Is it worth it? That’s what plenty of providers are asking after the proposed rules by CMS. In the months leading up to the Centers for Medicare & Medicaid Service’s release of the proposed rules for accountable care organizations, Gregory Mertz, a senior project manager for the Healthcare Strategy Group,  says his consulting firm was engaged in numerous discussions with hospitals and providers regarding accountable care. His clients were eager to evaluate whether to form one, or collaborate with other hospitals or health systems. But Mertz says an interesting thing happened when the proposed rules were released in late March – silence.

“I haven’t heard of anybody that’s full speed ahead,” he says. “That was a bucket of ice cold water.”

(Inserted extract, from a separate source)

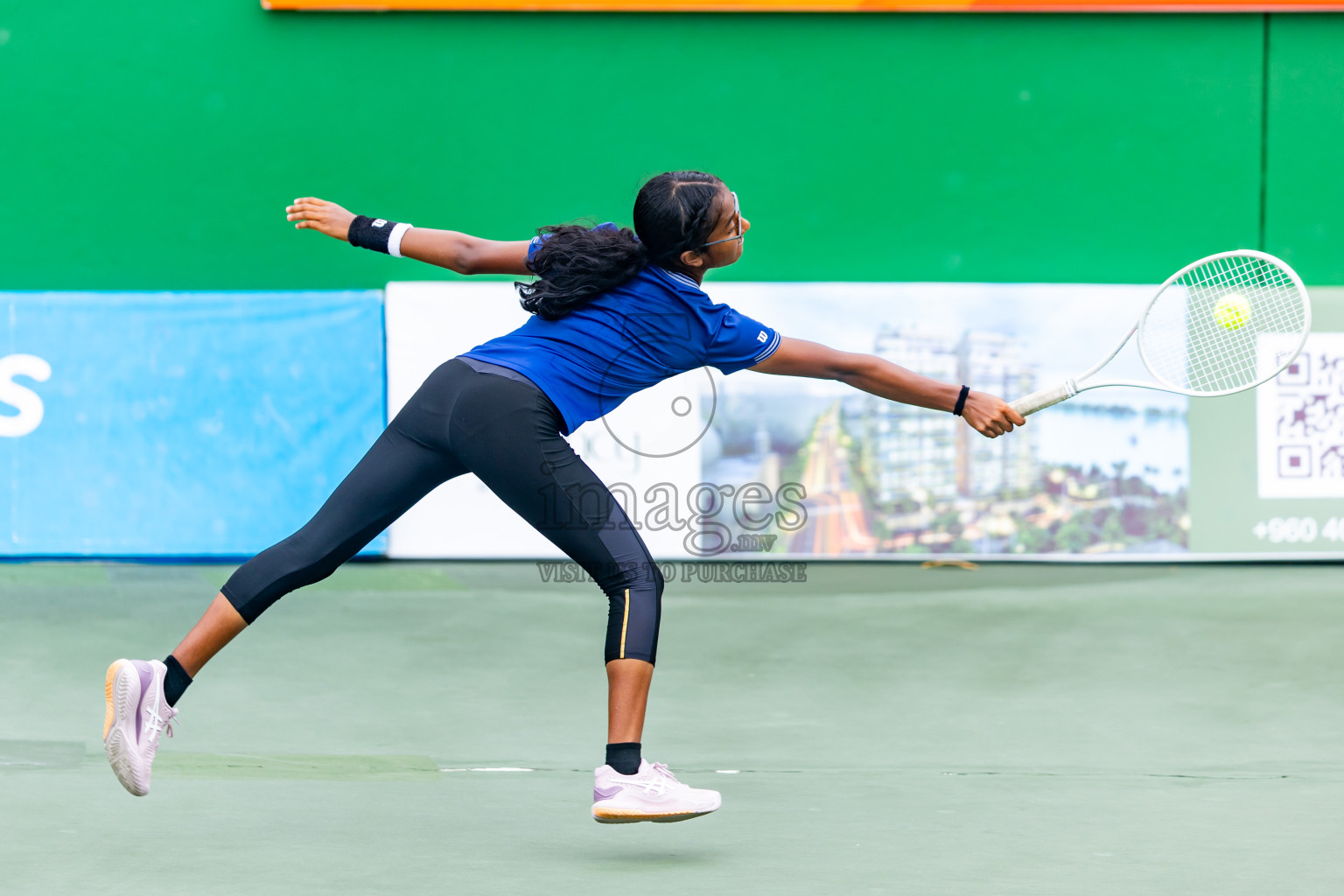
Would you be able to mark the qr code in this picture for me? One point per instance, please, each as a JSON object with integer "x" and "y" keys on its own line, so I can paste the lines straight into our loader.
{"x": 1300, "y": 424}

Despite the waned enthusiasm with the proposed rules, Mertz says healthcare stakeholders are optimistic that the Feds will make some necessary changes to get more buy-in from providers when the final rules are released (CMS indicated the revised rules will be published some time before the end of the year). And perhaps even more important, stakeholders are becoming more aware that accountable care, in some version, will transform healthcare delivery in the United States.

 “There is no doubt in my mind that case pricing and value incentives are here to stay,” Mertz says. “We can no longer afford the traditional fee-for-service world and we’ve seen that external utilization controls just don’t work.”

But how do we get there? And what changes should occur to the final rules to help accountable care move forward? ACO Insights interviewed Mertz on his take. The following is an excerpt, including his insight into how vendors play into the changing healthcare landscape. For the full article, visit


ACO Insights: Why has accountable care generated so much interest in the last 12 months?

Greg: Mertz: The ACO delivery model is a very compelling approach to care: a bunch of doctors getting together in a cooperative way, sharing data, and managing the care of a defined population. It’s a great idea, and we’ve never done that before. We live in a fee-for-service world where we’re basically reacting to the patients. They want what they want, when they want it, and we deliver it. And it’s expensive.

I think the game changer, at least with hospitals and physicians, is the ACO model puts the physicians totally in the driver’s seat. If accountable care works, hospital utilization drops. All these hospitals thinking about and planning to move toward accountable care, they have to understand that, if they’re successful, they’re going to do a whole lot less business than they did before. And we’re back to the ’80s, where the primary care doctor is emphasized again. It’s a whole upside down delivery model from what we’re traditionally used to.

If in fact we believe this managed care world is going to develop, fee-for-service medicine is an endangered species. It’s not sustainable. We can’t afford to continue to deliver whatever patients want and have Medicare and Medicaid programs. Companies are pushing back over increases to their premiums and employees are griping about more cost being shifted to them. There are two answers to those problems – one is to pay providers less for what they do, which is a non-starter. Doctors and hospitals would simply stop taking insurance and stop taking Medicaid. The other solution is to deliver less care. It’s often called rationing, but we put it in a much better light and call it accountable care. We’re at the brink of a major seismic shift in the way healthcare is delivered and reimbursed.


ACO Insights: Based off of your observations, are physician offices, hospitals and health systems formulating ACO strategies, or taking a wait-and-see approach?

Mertz: I think most are waiting for the final rules. They see an ACO as an opportunity to spend substantial dollars and consume significant staff resources, so they want to be sure it makes sense before they move forward.


ACO Insights: Of those providers that aren’t developing strategies, why the wait?

Mertz: The majority are waiting because of the significant investment it would create and the uncertainty right now. The ones that are moving forward are focusing on clinical integration strategies and data system enhancements, which will be valuable even if ACOs ultimately go nowhere.


ACO Insights: What do vendors need to know about accountable care?

Mertz: Organizations will look at the care process, and what brings efficiency – things like the standardization of supplies. For instance, you’ll get all your orthopedists in the room, and they’re all going to standardize on a hip implant. No longer is the supply room going to stock two or three replacement hip products, they’re going to stock one. In the return for that volume, they’re going to go back to that vendor and say “I want a more aggressive price than we’ve had in the past.” So if you’re not that one vendor, you’ve lost out on a fair amount of business. They’re going to be looking at which products facilitate the best outcomes, at the most cost effective price. So a hospital or provider is going to be buying value, not steps or services, but end products. Vendors are going to have to be able to understand that, and be able to explain to providers why their product or products contribute to good clinical outcomes in a cost-effective manner.